The American Bar Association Commission on Ethics 20/20, in its release of initial proposals for comment, is recommending amendments to the ABA Model Rules of Professional Conduct to account for lawyers’ growing use of technology, especially technology that stores or transmits confidential information.
One of the commission’s recommendations would add a new paragraph to the existing rule on confidentiality and require lawyers to make reasonable efforts to prevent the inadvertent disclosure of, or unauthorized access to, confidential information, including information in electronic form.
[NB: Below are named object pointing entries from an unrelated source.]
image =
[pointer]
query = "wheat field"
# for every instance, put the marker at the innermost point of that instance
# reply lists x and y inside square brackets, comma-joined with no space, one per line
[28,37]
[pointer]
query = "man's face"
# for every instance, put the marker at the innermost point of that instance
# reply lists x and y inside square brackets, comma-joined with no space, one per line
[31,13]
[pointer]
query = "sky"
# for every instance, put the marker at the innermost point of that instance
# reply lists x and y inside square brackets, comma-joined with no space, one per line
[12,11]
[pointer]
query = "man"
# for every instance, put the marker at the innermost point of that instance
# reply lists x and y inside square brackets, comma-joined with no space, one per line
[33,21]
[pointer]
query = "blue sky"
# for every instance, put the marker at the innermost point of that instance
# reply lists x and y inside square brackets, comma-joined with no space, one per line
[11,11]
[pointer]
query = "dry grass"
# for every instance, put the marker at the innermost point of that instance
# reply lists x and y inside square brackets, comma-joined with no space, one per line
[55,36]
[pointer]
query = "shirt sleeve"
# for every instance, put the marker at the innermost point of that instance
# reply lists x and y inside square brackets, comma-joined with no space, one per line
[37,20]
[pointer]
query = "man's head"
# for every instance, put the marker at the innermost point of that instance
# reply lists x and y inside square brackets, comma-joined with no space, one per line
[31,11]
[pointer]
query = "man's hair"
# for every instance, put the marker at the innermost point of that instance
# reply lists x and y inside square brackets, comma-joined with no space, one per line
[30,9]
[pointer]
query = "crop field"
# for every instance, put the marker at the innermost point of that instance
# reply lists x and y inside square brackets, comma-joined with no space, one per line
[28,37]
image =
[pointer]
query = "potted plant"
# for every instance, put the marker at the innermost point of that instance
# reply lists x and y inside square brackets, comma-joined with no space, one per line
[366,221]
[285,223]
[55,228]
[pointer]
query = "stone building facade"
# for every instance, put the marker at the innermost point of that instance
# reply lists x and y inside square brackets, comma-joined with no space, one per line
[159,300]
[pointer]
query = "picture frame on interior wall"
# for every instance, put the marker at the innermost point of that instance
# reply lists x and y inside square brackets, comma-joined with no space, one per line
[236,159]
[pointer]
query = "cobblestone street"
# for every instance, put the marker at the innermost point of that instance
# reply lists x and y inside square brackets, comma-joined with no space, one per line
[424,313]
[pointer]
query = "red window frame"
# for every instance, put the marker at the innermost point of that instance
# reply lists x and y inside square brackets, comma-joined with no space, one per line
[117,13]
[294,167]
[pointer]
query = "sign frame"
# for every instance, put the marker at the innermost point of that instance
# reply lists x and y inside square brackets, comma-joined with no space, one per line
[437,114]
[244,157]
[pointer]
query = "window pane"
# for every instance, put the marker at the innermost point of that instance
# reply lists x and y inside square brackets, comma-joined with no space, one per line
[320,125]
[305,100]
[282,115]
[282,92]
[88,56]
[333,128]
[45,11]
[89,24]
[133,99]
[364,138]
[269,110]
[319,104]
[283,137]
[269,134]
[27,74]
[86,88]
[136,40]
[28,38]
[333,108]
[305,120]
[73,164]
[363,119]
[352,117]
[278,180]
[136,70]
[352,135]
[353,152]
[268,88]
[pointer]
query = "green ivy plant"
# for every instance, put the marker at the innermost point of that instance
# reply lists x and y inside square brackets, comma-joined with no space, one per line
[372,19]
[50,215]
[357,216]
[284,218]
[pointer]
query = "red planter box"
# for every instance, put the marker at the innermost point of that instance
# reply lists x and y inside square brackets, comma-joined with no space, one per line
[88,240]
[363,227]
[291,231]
Another recommendation would clarify that a lawyer’s duty of competence includes a duty to remain aware of the benefits and risks associated with technology.
A third recommendation concerns the inadvertent transmission of information and clarifies that lawyers have a duty to notify the sender of both physical and electronic information under certain circumstances.
“Cloud computing provides a number of challenges to lawyers in protecting client confidences,” said commission Co-chair Jamie Gorelick, a partner at Wilmer Cutler Pickering Hale and Dorr LLP in Washington, D.C.
“The commission’s goal with these recommendations is to re-affirm the core responsibilities of a lawyer’s obligation to the client,” she said.
Commission Co-chair Michael Traynor of Berkeley, Calif., chair of the American Law Institute Council, notes that new technologies will continue to change the practice of law.
“Our work is evolutionary and transitional,” he said. “We are addressing the impact of the technological changes we see now, and pointing out markers that we hope will be useful in the future.”
The commission’s current proposal is posted on its website, and will also be circulated for comment.
The recommendation may undergo further revision before being presented to the association’s policymaking House of Delegates for consideration in 2012.
A memo from the commission co-chairs soliciting comment on these issues is available here.
In developing the recommendations, the commission solicited feedback from a wide array of legal entities, including courts, domestic and international bar associations, law schools and individuals.
A draft Issues Paper on this issue was circulated and posted on the commission’s website last September.
The ABA Commission on Ethics 20/20 was created in 2009, and charged with performing a thorough review of the “ABA Model Rules of Professional Conduct” and the U.S. system of lawyer regulation in the context of advances in technology and global legal practice developments.
The commission continues to solicit comment on Issues Papers.